Mais doña Paca était incapable de se maintenir ferme sur les hauteurs.
Instinctivement elle se précipitait: sa tête n'était bonne ni pour
cela, ni, par suite, pour le gouvernement de la vie, qui exige aussi la
sûreté du coup d'œil dans l'ordre moral.

Le vertige fut un état chronique chez Paquita Juarez depuis le jour
où on la maria toute jeune avec don Antonio-Maria Zapata, qui avait
le double de son âge. Intendant d'armée, excellente personne, d'une
position aisée de son côté, comme sa jeune femme, du reste, qui
possédait aussi des biens-fonds d'une certaine importance. Zapata avait
servi en Afrique, à la division Echagüe, et après Wad-Ras il était
passé à la direction centrale de l'administration. Les mariés s'étant
établis à Madrid, la femme mit sa maison sur un pied de vie frivole et
d'apparat qui commença d'abord en mettant d'accord les vanités et le
besoin de dépenser avec les rentes et les rentrées, mais pour continuer
en s'écartant bientôt des limites de la prudence et arriver ensuite aux
embarras, aux irrégularités, puis enfin aux dettes qui ne tardèrent
pas à apparaître. Zapata était un homme très ordonné; mais sa femme
le dominait tellement qu'elle arriva rapidement à lui faire perdre
ses qualités éminentes d'administrateur, et lui, qui savait si bien
diriger les affaires de l'armée, vit se perdre les siennes propres,
ayant oublié l'art de les conserver. Paquita ne savait s'imposer aucune
limite pour se vêtir avec élégance, pour le luxe de la table, ni pour
l'éternel mouvement de bals et de réunions, ni pour les caprices
dispendieux. Le désordre fut tellement notoire que Zapata, atterré,
voyant venir l'orage terrible, dut vaincre l'assoupissement profond
dans lequel sa chère moitié l'avait maintenu et chercher à mettre un
peu d'ordre et de raison dans le gouvernement de la maison; mais la
fatalité voulut que, pendant que le malheureux était plongé dans ses
calculs arithmétiques, dont il espérait le salut, il prît une pleurésie
qui le fit passer de vie à trépas le vendredi saint au soir, laissant
deux enfants en bas âge: le petit Antoine et Obdulia.

Administrateur et propriétaire de l'actif et du passif, Francisca ne
tarda pas à confirmer son incapacité absolue dans le maniement de ces
matières ardues et, à ses côtés, surgirent comme les vers dans un
corps corrompu, une infinité de personnes qui se mirent à la dévorer
au dedans et au dehors, sans aucune compassion.
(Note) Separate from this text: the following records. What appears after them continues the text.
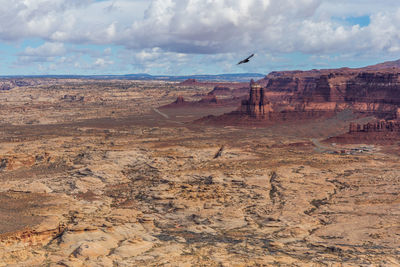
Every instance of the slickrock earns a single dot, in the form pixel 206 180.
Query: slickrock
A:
pixel 125 186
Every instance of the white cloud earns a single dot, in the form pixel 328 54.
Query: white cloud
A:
pixel 159 32
pixel 45 50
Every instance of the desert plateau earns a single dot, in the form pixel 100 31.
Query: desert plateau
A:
pixel 296 169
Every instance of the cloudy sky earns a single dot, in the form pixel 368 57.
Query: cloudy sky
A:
pixel 194 36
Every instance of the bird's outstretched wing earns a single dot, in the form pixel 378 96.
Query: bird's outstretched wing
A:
pixel 252 55
pixel 246 60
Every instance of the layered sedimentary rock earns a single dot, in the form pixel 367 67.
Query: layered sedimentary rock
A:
pixel 256 106
pixel 306 94
pixel 378 126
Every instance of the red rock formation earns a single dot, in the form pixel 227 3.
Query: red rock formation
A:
pixel 179 100
pixel 256 106
pixel 378 126
pixel 220 90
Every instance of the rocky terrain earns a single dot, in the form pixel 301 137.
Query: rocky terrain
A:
pixel 92 173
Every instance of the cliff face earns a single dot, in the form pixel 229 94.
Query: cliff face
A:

C'est à cette époque
désastreuse que Benina entra à son service, mais, si elle se montra dès
le premier jour excellente cuisinière, elle se fit remarquer aussitôt
comme la plus habile de tout Madrid à faire danser l'anse du panier.

Elle était d'une telle force sur ce terrain que doña Francisca
elle-même, d'une myopie si grande pour la surveillance de ses intérêts,
ne put faire moins que de s'apercevoir de la rapacité de sa servante
et dut songer à la corriger. En bonne justice, nous devons dire que
Benigna (que les siens appelaient Benina, et sa maîtresse simplement
Nina) avait d'excellentes qualités qui compensaient d'une certaine
façon, au milieu du déséquilibrement de son caractère, ce grave défaut
du vol.

Elle était très propre et d'une activité merveilleuse qui produisait ce
miracle d'allonger les heures et les jours.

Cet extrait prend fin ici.